I think you will find that the power to operate the relays from the control (joy stick etc), is coming from another battery on the boat. Tying the negative batteries together provided the negative to the relay from the same battery that was feeding the positive to the relay.

Ted
 
I think you will find that the power to operate the relays from the control (joy stick etc), is coming from another battery on the boat. Tying the negative batteries together provided the negative to the relay from the same battery that was feeding the positive to the relay.

Ted

+1.
 
Both thrusters are side power. I hooked the 8-10AWG jumper back up and of course everything works fine. We cycled the thruster several times for 3 second bursts and the wire had no warmth to it at all. A friend is bringing a clamp on meter tomorrow to confirm this is a very low amp draw for whatever reason. I know it isn't feeding the thruster motor or the wire would have melted.



I hate to give up on something but it works great with the little jumper wire feeding the negative into the boat system and appears to be perfectly safe. Why is a mystery I can't solve right now. And Key West has to rank among the worse places ever to hire marine help. Getting a good electrician over here to try and figure this out would takes me a month or two of begging.



Thanks for all the help.



Don



I’d contact side power for your specific controller. But I installed a side power dual control last year and the instructions required a negative jumper between battery banks when using separate battery banks bow and stern.
 
I’d contact side power for your specific controller. But I installed a side power dual control last year and the instructions required a negative jumper between battery banks when using separate battery banks bow and stern.

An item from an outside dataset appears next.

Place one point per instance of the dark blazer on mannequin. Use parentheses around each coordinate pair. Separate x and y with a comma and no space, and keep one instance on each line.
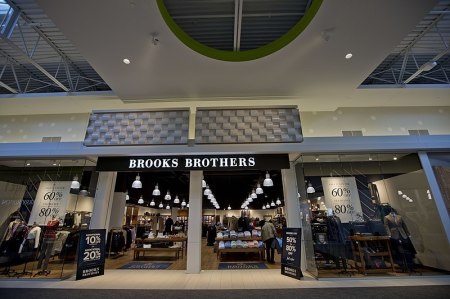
(395,227)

:thumb:Thanks for posting this. Makes me feel pretty good about putting the jumper wire back.


Don
 
Try disconnecting your charger from that stern thruster battery (and anything else). Then with only the St Th +/- connected to that battery go ahead and test, then test with the jumper you explained earlier. My guess is nothing will happen. If nothing happens it is because St Th battery is dead and is getting power from the jumper at the (-) side and your charger at the (+) side. Not an expert here at all, just an opinion. Good luck. ~A


That sounds like a very likely cause. A basic I was told years ago was that when diagnosing electrical problems ALWAYS verify the battery first, then verify the test equipment. Otherwise you can chase electrical ghosts for ever. Good luck.